The court is of the opinion that when the greater sentence at a second trial is imposed by a jury, the rule of Pearce does not apply in the absence of exceptional circumstances. Accord, Britt v. Tollett, 315 F. Supp. 401 (E.D.Tenn. 1970). Whether a different decision would be reached where a jury receives evidence on the question of punishment after a decision on guilt has been reached is not necessary to decide. The court is further of the opinion that allowing a jury to impose a greater sentence on retrial without evidence of supervening misconduct does not place an unconstitutional condition on one's exercise of the right to a trial by jury.

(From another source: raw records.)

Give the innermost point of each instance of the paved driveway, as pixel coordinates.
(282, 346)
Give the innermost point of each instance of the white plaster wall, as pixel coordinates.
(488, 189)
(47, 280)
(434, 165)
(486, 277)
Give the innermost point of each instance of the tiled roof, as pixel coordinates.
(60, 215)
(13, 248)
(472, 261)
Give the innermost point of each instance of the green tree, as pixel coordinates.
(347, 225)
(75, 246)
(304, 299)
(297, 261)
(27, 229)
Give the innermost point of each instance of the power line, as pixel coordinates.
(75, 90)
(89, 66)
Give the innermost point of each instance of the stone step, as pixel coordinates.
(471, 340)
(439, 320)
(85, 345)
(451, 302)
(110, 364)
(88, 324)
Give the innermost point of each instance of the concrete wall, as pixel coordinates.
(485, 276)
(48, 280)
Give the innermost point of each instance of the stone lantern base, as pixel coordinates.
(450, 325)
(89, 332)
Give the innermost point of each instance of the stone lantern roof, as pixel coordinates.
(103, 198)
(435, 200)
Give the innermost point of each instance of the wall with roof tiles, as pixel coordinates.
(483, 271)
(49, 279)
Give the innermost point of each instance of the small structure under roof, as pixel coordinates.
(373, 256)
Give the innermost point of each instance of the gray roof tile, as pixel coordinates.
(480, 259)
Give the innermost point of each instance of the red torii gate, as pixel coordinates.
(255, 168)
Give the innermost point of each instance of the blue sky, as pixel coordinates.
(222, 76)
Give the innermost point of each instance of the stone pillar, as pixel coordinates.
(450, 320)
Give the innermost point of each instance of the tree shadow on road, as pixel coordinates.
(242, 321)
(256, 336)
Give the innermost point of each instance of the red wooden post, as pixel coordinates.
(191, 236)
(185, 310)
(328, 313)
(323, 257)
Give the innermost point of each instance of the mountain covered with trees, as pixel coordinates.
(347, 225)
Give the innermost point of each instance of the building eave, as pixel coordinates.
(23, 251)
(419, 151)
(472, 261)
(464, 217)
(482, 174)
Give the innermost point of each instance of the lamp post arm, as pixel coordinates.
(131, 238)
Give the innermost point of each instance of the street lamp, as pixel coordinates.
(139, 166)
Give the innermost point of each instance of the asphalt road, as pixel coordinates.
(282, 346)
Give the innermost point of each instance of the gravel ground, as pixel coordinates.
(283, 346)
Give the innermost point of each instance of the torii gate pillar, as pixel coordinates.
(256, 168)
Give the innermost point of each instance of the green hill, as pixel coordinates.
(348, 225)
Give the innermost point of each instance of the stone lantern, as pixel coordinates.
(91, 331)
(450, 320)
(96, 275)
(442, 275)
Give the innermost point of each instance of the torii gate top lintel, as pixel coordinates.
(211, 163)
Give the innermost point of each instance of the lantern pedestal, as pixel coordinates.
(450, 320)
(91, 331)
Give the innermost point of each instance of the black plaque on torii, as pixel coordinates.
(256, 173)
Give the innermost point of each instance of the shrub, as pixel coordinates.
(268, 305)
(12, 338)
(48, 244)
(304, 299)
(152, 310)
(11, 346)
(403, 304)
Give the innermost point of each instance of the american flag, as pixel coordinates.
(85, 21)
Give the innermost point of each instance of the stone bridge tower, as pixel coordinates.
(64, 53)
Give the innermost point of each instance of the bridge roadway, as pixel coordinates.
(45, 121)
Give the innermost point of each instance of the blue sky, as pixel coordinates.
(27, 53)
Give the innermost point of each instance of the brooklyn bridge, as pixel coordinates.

The Constitution does not dictate that a defendant and his attorney are never to be put to hard decisions regarding which trial tactics should be employed. Cf. North Carolina v. Alford, 400 U.S. 25, 91 S.Ct. 160, 27 L.Ed.2d 162 (1970).

It is the judgment of this court that the petitioner is not entitled to relief and, therefore, that the petition should be and hereby is dismissed.

If the petitioner wishes to appeal this judgment or any part thereof, he should file within 30 days a notice of appeal with the clerk of this court. Failure to file notice of appeal within 30 days may result in a denial of the right of appeal. The notice of appeal shall state the following:

1. The judgment, order or part thereof appealed from;

2. The party or parties taking the appeal; and

3. The court (United States Court of Appeals for the Fourth Circuit) to which the appeal is taken.